One of the most important things, you need to consider when looking to purchase a new kitchen, is whether you want a flat pack kitchen or a rigid kitchen? Flat pack kitchens are delivered as components, and require assembling on site, whereas rigid kitchens are delivered fully assembled.
The methods of assembly are different for both. Flat pack kitchens use the cam and dowel method. Flat pack kitchen units are held together, using a combination of metal cams and wooden dowels. Rigid kitchen units on the other hand, are factory assembled using the glue and dowel method. This involves the components being placed inside a jig.
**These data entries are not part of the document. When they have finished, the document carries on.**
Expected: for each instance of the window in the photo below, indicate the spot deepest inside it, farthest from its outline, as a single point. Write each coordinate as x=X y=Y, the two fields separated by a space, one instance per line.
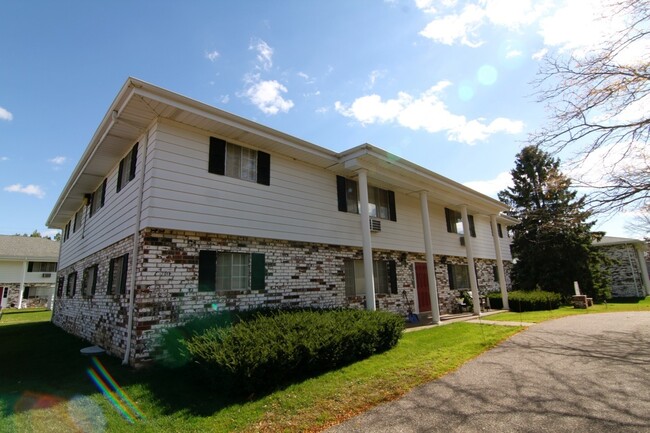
x=117 y=275
x=66 y=231
x=59 y=287
x=71 y=288
x=384 y=272
x=126 y=172
x=455 y=222
x=97 y=199
x=78 y=218
x=458 y=277
x=41 y=267
x=232 y=160
x=381 y=202
x=89 y=281
x=230 y=271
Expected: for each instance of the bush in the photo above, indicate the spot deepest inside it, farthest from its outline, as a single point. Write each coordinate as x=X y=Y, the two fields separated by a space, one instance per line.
x=533 y=300
x=271 y=349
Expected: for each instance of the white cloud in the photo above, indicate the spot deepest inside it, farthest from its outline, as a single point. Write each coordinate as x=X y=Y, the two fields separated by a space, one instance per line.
x=454 y=28
x=264 y=53
x=5 y=114
x=427 y=112
x=267 y=96
x=212 y=55
x=57 y=160
x=34 y=190
x=539 y=55
x=491 y=187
The jig is used to gently squeeze the components together, and hold them in place until the glue cures.
As with all proven methods of construction, there are advantages and disadvantages for both types:
Advantages of flat pack kitchens
- Cost of flat pack kitchen units is typically 10-15% less than rigid units
- You can save on assembly costs by building the kitchen yourself
- It can be cut down/modified on site if necessary
- Equally as solid as a rigid kitchen
- Well suited to properties with access restrictions e.g. flats with stairs
- You can often make arrangements to collect your kitchen in person
Disadvantages of flat pack kitchens
- Metal cams under the wall units are visible
- Often have lots of visible holes in the sides of the kitchen units
- Viewed by some people as being a “cheap” option
- Overall fit time generally increased due to the need for self-assembly
Advantages of rigid kitchens
- No visible metal cams on show
- Less visible holes in the sides of the kitchen units
- No need to assemble meaning quicker overall to fit
Disadvantages of rigid kitchens
- More expensive than flat pack kitchens
- Unable to cut down/modify on site
- Not well suited to properties that have access restrictions
- No better quality than flat pack kitchens
Both types of kitchen are equally fit for purpose, and it is often a case of personal preference. Deciding which one best suits you though will depend largely on two factors – What your budget is, and how much time you have available to put into your new kitchen.
If you have the skills to fit your own kitchen, or know someone that can help, a flat pack kitchen however could be ideal.